I just couldn't see it. Shearer's a nice guy but way underdone as a politician. Personally and up close he's charming, affable and has confidence.
He has what we journos like to call a great "back story", although I'm getting sick and tired of hearing that hackneyed phrase, it's a bit like "going forward" or "drilling down".
But back to the point; I spent a couple of enjoyable hours with him a few weeks back around Rugby World Cup time.
One thing from that conversation that stuck in my mind, and nagged away at me as I fretted about losing that bet to McBride, was that as Deputy Chief of Mission in Iraq for the United Nations he was pulling good money - around $US500,000 tax free I think - yet he was prepared to come back to New Zealand to be a back-bencher. Let's face it, there's nothing very glamorous or financially rewarding about that job.
So he wasn't back here to retire to the back benches. From bombs in Baghdad to bores in Bowen House. I didn't think so.
But I couldn't find any groundswell of support for Shearer and the leadership - he even told me he didn't really know how to lobby his caucus colleagues and didn't think he'd have a chance.
That was then though.
Shearer’s television appearances since he announced his leadership bid have been hesitant and not what we've come to expect of political leadership. He bumbles and doesn't seem to have a clear thought pattern nor a firm ideological prescription.
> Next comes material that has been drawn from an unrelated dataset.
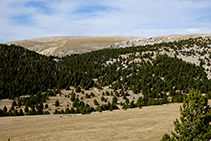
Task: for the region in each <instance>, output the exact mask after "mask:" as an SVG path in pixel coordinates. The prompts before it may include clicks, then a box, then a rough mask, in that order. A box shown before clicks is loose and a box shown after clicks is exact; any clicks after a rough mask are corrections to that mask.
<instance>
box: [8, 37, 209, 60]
mask: <svg viewBox="0 0 211 141" xmlns="http://www.w3.org/2000/svg"><path fill="white" fill-rule="evenodd" d="M207 36H211V34H181V35H164V36H154V37H135V36H56V37H44V38H37V39H28V40H20V41H14V42H8V43H5V44H8V45H10V44H15V45H18V46H22V47H24V48H27V49H29V50H32V51H36V52H37V53H39V54H43V55H47V56H50V55H52V56H58V57H63V56H66V55H71V54H81V53H86V52H90V51H95V50H100V49H103V48H125V47H131V46H140V45H141V46H143V45H153V44H157V43H163V42H174V41H180V40H186V39H189V38H196V37H207Z"/></svg>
He'll get eaten alive by John Key if he doesn't improve - and quickly.
But maybe that's his big attraction. That fact that he isn't "smooth" - McBride likes to use the word oleaginous, but he's just a show-off sometimes - may just be his biggest strength.
Shearer; common man, a real Kiwi, a sort of anti-politican. Maybe that's what got his votes in caucus. Those Labour MPs left after last month's massacre are looking ahead at who's going to be the best shop front for Labour at the next election.
They might be right but first there will be a few embarrassing moments for Labour as Shearer stumbles from gaffe to gaffe before he finds his feet.
And I'll have to buy McBride that wine.